As such, this Court will not order Taylor Martin to respond to this request.
E. Protective Order
All documents produced by Taylor Martin in connection with plaintiffs' subpoena and in response to this Order, which Taylor Martin deem to be confidential and proprietary, shall be used solely for this litigation and for no other purpose. In addition, these documents shall only be disclosed to the following persons: (1) the Court and its staff; (2) the parties to this litigation; (3) the parties' inside and outside counsel (including counsel's partners, associates, and employees) and outside companies engaged by them, such as independent copying companies, temporary services, computer graphics companies, professional photographers, and/or photographic studios; (4) independent experts, including their staff, retained by the other party and having no permanent employment or permanent consulting relationship with that other party; (5) any person (i) who counsel for a party in good faith believes is likely to be a witness at or who may provide evidence in connection with a deposition, hearing or trial, and (ii) to whom counsel for a party believes in good faith it is necessary that such materials be shown for the purpose of the prosecution and/or defense of this action; (6) any witness while actually testifying at a deposition, hearing or trial, if the disclosing party in good faith deems the disclosure necessary for the purpose of the prosecution and/or defense of this action; and (7) the author or copy recipient of a document.
II. Plaintiff's Informal Motion for Financial Information
In support of plaintiffs' informal discovery motion related to defendant's financial information, plaintiffs indicated that they were seeking documents relating to defendant's finances and to ask questions of defendant's principals regarding defendant's finances.

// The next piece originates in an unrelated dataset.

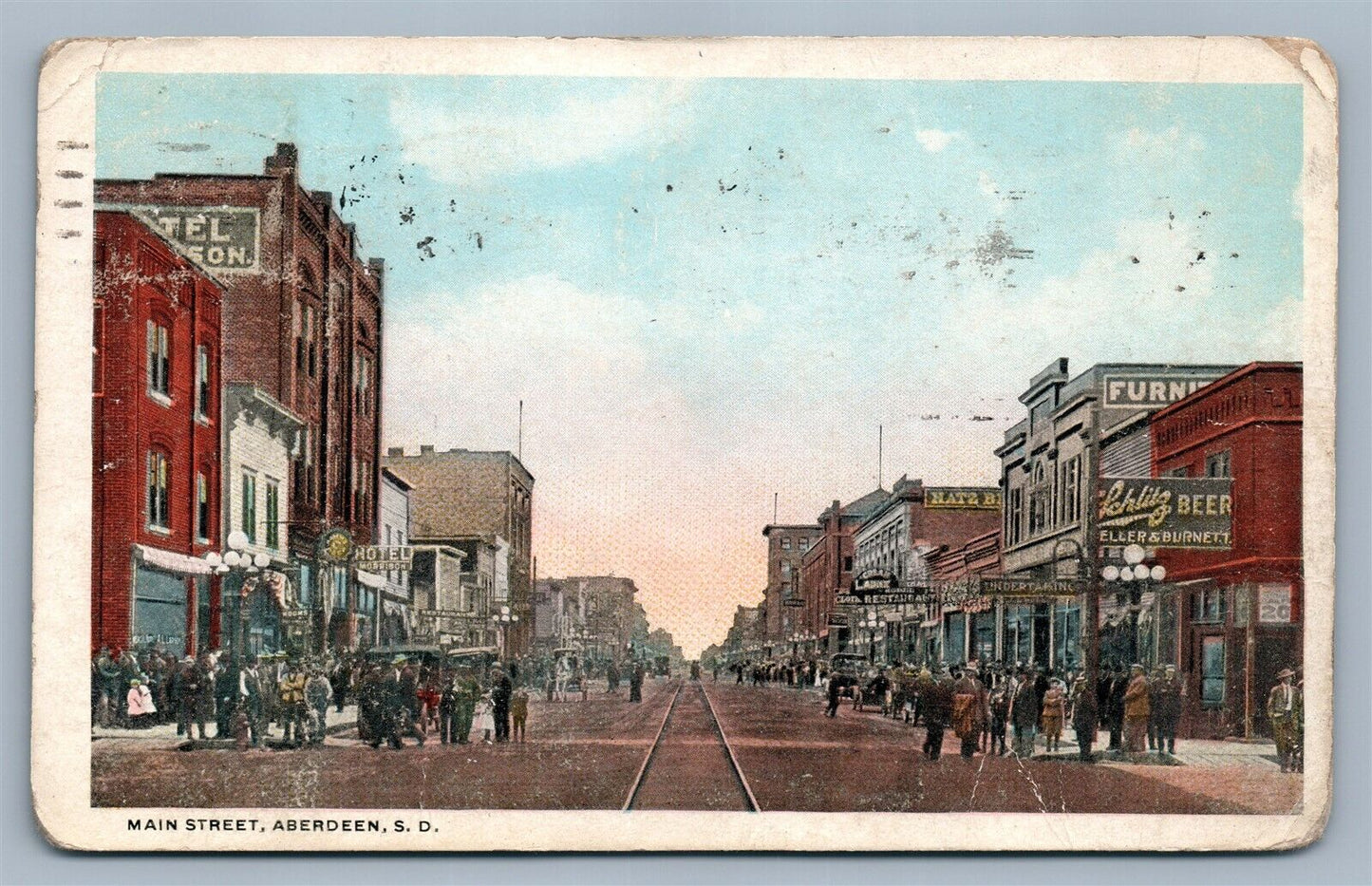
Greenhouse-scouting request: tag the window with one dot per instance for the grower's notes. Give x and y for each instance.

See Letter dated March 23, 2004 to Court from Lisa Stratton. During the phone conversation with counsel on this matter, plaintiffs' counsel indicated that she would narrow the request for information and the inquiry to 1998 to the present. Plaintiffs argued that such information is discoverable during litigation to determine if defendant has transferred, or has attempted to transfer, assets in order to avoid payment of a judgment in this case, and because plaintiffs have pled punitive damages.
Neither plaintiffs, nor defendant, provided the Court with the actual discovery.
In opposition to this informal motion, defendant asserted that its financial information is not discoverable until a verdict has been rendered against defendant, and that plaintiffs are only seeking the information now only to embarrass and harass defendant.
The Court concludes that, for the reasons discussed above, this financial information is relevant to plaintiffs' inquiry into defendant's transfer of its assets and, as such, is discoverable at this stage of the litigation. In addition, it is relevant to plaintiffs' claim for punitive damages under the MHRA and ADA.See, e.g., Mid Continent Cabinetry, Inc. v. George Koch Sons, Inc., 130 F.R.D. 149, 151 (D. Kan. 1990) (string citation omitted). As such, the Court rejects defendant's argument that because Minnesota law is the basis for plaintiffs' claim for punitive damages under the MHRA, which contemplates a separate proceeding to determine punitive damages, because it ignores both plaintiffs' claims under the ADA and plaintiffs' ability to seek attachment of defendant's assets prior to trial.
However, financial information dating back to 1998 is not relevant to either inquiry. As such, defendant shall produce its tax returns and audited financial statements for the period of 2000 to the present, and defendant's principals, Bea and Dan Zwiers, shall answer questions in their depositions regarding the contents of these documents for the period of 2000 to the present.